Oleh: Fayasy Failaq
(Content Creator Advokat Konstitusi)
Masih dalam rangka menolak pelemahan Lembaga pemberantasan korupsi, saya hendak menyorot persoalan ini dengan mengaitkannya dengan rantai sejarah. Menariknya Ketika menyorot secara kesejarahan, model institusi pemberantasan korupsi yang melakukan pemberantasan dalam arti pencegahan maupun penindakan korupsi semacam KPK telah hadir beberapa kali di Indonesia dengan bentuk yang berbeda-beda.
Institusi-institusi pemberantasan korupsi yang pernah ada di Indonesia dihadirkan sebagai solusi dalam model struktural terhadap permasalahan korupsi yang memang telah mewabah ke banyak departemen-departemen pemerintahan. Dalam sebuah sistem hukum tentu terdapat tiga unsur yang saling berkaitan yakni, struktur, substansi, dan kultur hukum. Solusi model struktural adalah solusi yang cukup ampuh terhadap persoalan korupsi yang hadir hampir sebagai kebiasaan yang terjadi lintas generasi di Indonesia.
Solusi model struktural semacam institusi ini dapat dijadikan sebagai ujung tombak untuk menindak maupun mencegah korupsi yang berangkat dari wewenang yang didapat dari peraturan perundang-undangan. Setidaknya kelebihan solusi institusional terhadap pemberantasan korupsi adalah karena pemberantasan korupsi akan lebih terfokus secara fungsional sehingga kinerjanya dapat lebih efektif dan efisien.
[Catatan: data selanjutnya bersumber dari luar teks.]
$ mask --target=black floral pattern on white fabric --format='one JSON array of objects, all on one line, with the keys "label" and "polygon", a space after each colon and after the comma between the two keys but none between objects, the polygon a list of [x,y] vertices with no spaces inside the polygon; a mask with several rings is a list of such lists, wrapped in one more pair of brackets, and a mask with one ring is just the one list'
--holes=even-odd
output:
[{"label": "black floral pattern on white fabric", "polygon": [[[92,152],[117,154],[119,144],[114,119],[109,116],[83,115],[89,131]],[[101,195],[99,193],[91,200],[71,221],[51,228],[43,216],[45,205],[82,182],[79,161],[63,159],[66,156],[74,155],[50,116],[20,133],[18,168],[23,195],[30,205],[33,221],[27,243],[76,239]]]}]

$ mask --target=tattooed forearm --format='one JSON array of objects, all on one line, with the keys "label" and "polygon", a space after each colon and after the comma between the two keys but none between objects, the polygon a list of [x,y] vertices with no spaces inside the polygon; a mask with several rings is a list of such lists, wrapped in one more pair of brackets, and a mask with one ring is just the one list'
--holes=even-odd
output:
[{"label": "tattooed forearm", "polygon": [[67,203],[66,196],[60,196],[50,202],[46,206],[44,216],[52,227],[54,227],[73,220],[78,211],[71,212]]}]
Terdapat tiga model kelembagaan atau institusi pemberantasan korupsi yang ada di dunia yakni: Pertama, Anti-Corruption Legislation with no Independent Agency atau kelembagaan dengan tanpa lembaga independen seperti di Mongolia. Kedua, Anti-corruption Legislation with several agency atau kelembagaan dengan beberapa lembaga seperti di India dan Philipina. Ketiga, Anti corruption Legislation with an Independent Agency atau kelembagaan dengan lembaga independen khusus seperti di Hongkong dan Singapura. Sekalipun sudah ada fungsi penindakan korupsi pada Kepolisian dan Kejaksaan, Indonesia saat ini mengadopsi model kelembagaan independen ketiga yakni berupa kelembagaan independen khusus berupa Komisi Pemberantasan Korupsi yang lahir atas dasar distrust pemberantasan korupsi terhadap kelembagaan yang telah ada.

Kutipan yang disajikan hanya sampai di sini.